A Pair Of Tasty Dishes From Jinroku

This week on Sam Choy’s Kitchen, chef Ken Maeda of Jinroku Restaurant in Waikiki joins us to prepare Mix Okonomiyaki and Omu Kimchee Yakisoba.

This show originally aired March 7, 2009.

Mix Okonomiyaki

* 4 pieces shrimp (size 31/40)
* 4 pieces calamari, sliced
* 4 slices pork belly, thinly sliced
* 130 grams cabbage, cut into small squares
* 12 grams red ginger (benishoga)
* 10 grams spring onions, thinly sliced * 60 grams okonomiyaki batter (refer to instruction below)
* 2 large eggs
* 10 grams tempura crumbs (tenkasu)
* tonkatsu sauce (garnish)
* mayonnaise
* bonito flakes
* powdered seaweed

To make the Okonomiyaki mixture, combine cabbage, red ginger, spring onions, one egg and okonomiyaki batter in a bowl and mix well.

In a pan or teppan grill over medium-high heat (450F), stir-fry shrimp and calamari until light brown in color.

Pour half the okonomiyaki mixture into a pan or teppan grill, then shape into a circle with the circumference of 5 inches.

Place shrimp and calamari on top of the okonomiyaki mixture created in the step above, cover that with the rest of the okonomiyaki mixture, then place pork on top along with tenkasu.

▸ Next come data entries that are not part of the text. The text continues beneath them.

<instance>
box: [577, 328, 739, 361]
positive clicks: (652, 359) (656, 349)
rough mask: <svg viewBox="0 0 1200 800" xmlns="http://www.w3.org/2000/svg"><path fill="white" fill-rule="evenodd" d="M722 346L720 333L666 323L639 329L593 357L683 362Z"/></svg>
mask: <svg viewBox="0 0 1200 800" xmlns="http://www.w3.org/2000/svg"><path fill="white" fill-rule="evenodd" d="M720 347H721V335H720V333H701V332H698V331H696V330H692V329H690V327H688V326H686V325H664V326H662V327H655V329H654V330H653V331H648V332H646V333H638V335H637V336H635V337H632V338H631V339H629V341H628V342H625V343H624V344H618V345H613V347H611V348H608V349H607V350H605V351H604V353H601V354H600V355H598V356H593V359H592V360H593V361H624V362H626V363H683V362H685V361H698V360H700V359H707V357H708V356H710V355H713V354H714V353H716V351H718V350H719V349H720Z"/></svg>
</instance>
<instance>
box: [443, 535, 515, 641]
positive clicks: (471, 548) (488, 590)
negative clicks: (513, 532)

Flip okonomiyaki and poke three holes through the okonomiyaki for the steam to vent. Cook on each side for about 10 minutes or until brown in color. garnish with an over-easy egg, tonkatsu sauce, mayonnaise, bonito flakes and powdered seaweed.

okonomiyaki Batter:

50 ml water
100 grams flour
70 grams yamaimo (Japanese yam or mountain potato)
1/5 tablespoon hondashi

Mix all the ingredients above in a bowl to make the okonomiyaki batter.

omU kimchee yakisoBa

* 3 pieces shrimp (size 31/40)
* 4 pieces calamari, sliced
* 5 slices pork belly, thinly sliced
* 60 grams cabbage, cut into squares
* 20 grams onions, thinly sliced
* 75 grams kimchee, cut into small squares
* 1/2 tablespoons vegetable oil
* salt and pepper
, to taste
* 1 tablespoon yakisoba sauce
* 90 grams yakisoba noodles
* 1 1/2 tablespoons chicken broth
* tonkatsu sauce
* mayonnaise
* ketchup
* 3 large eggs

In a pan or teppan grill, stir-fry shrimp, calamari and pork belly with vegetable oil until light brown in color on medium-high heat (450 F).

Add sliced onions, cabbage and yakisoba noodles and steam with chicken broth for about 10 seconds.

Add seasonings, salt, pepper, kimchee and yakisoba sauce, then stir-fry until seafood is cooked thoroughly.

In a separate bowl, beat the eggs. In a pan or teppan grill, add vegetable oil then evenly pour the eggs and spread out to about the size of a sheet of standard a4 paper.

Once the eggs have set, place the prepared noodles in the center of the eggs and gently fold into an omelette.

Garnish with mayo, ketchup and tonkatsu sauce.